By Scott Malone - Analysis
BOSTON (Reuters) - The unexpected sharp drop in new home sales in the United States last month, coupled with rising mortgage delinquency rates, illustrates the delicacy of the current economic recovery after a brutal downturn.
The bursting of the housing bubble -- which had been inflated by a lax credit environment -- set off the worst U.S. recession since the Great Depression of the 1930s.
While the economy shows signs of bottoming out, the surprise 11.3 percent drop in new home sales in November suggests Americans are still treading cautiously around major purchases, with recovery still tied to government money, analysts and investors said on Wednesday.
“Many people are looking at the rally in the stock market as a typical V-shaped recovery, that what worked before is going to work again,” said Keith Springer, president of Capital Financial Advisory Services, a money manager in Sacramento, California. “They are not taking into account the demographic cycle that is changing. The biggest thing going on is you have an aging demographic turning from net spenders to net savers.”
Retirement-age Americans, many of whom have seen the value of their savings decimated by the drop in stock and house prices, are selling the large homes they raised their families in and buying smaller, more affordable dwellings.

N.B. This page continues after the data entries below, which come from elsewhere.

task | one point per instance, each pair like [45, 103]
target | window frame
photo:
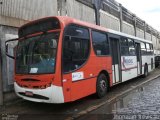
[62, 53]
[103, 32]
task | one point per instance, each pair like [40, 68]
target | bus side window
[76, 46]
[143, 48]
[100, 43]
[124, 46]
[131, 47]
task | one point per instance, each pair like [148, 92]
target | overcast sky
[147, 10]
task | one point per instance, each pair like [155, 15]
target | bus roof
[65, 20]
[68, 20]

The Dow Jones U.S. homebuilders index was flat on Wednesday after running up 10 percent over the previous five trading days, sharply outpacing the 1 percent rise in the Standard & Poor’s 500 index.

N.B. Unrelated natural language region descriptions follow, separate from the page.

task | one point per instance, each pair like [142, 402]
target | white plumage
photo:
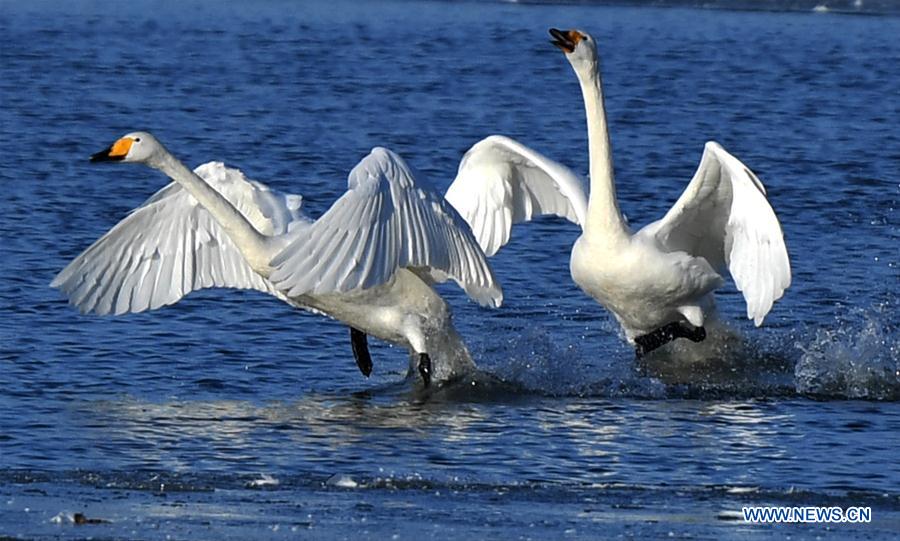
[663, 274]
[368, 261]
[385, 221]
[170, 246]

The uncertain outlook for housing has some investors shying away from the sector, which includes Pulte Homes Inc, D.R. Horton Inc, Lennar Corp and Hovnanian Enterprises Inc.

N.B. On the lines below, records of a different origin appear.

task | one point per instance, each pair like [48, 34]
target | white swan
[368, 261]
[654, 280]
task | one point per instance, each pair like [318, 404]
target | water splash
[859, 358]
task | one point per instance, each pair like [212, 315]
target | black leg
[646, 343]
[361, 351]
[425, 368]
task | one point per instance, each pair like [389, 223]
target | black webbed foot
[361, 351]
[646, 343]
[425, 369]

Over the past month, builders including Hovnanian and Toll Brothers Inc posted quarterly losses that were worse than Wall Street expected.
“It’s so cyclical, and it makes it really difficult to get an accurate read on what their business might really be worth,” said Greg Estes, portfolio manager with Intrepid Capital Funds, of Jacksonville, Florida.
In another bearish sign for the housing market, U.S. mortgage company Freddie Mac said on Wednesday the delinquency rate on its single-family mortgage portfolio jumped 0.18 percentage point to 3.72 percent in November, well above its year-earlier level of 1.52 percent.
One factor that hurt November new home sales was shoppers’ fear that an $8,000 tax credit for first-time home buyers would expire at the end of the year. While the Obama administration has since extended that credit through mid-2010, the threat of its expiration pushed some sales earlier into 2009, analysts said.
“The November new home sales number was crushed by the looming expiration of the new home buyer’s tax credit,” said Pierre Ellis, senior economist at Decision Economics in New York.
New home sales likely remained weak in December, a seasonally slow period for the housing market as Americans focus more on holiday revelry than moving homes, said Paul Dales, U.S. economist with Capital Economics in Toronto.
“Sales activity is likely to remain weak in December and the following few months as the pipeline of transactions is rebuilt,” Dales said.
Analysts cautioned, however, that new home sales represent a relatively small slice of a market dominated by existing homes. Sales of existing homes were higher than expected in November, rising 7.4 percent, according to National Association of Realtors data released on Tuesday.
”With the large number of existing homes on the market, new homes have not been selling as well as existing homes in the past few months,“ said Gary Thayer, chief macrostrategist at Wells Fargo Advisors, in St. Louis. ”Home builders are not as ready to discount new construction as owners of pre-owned homes are. There is more urgency for individual owners to sell existing homes.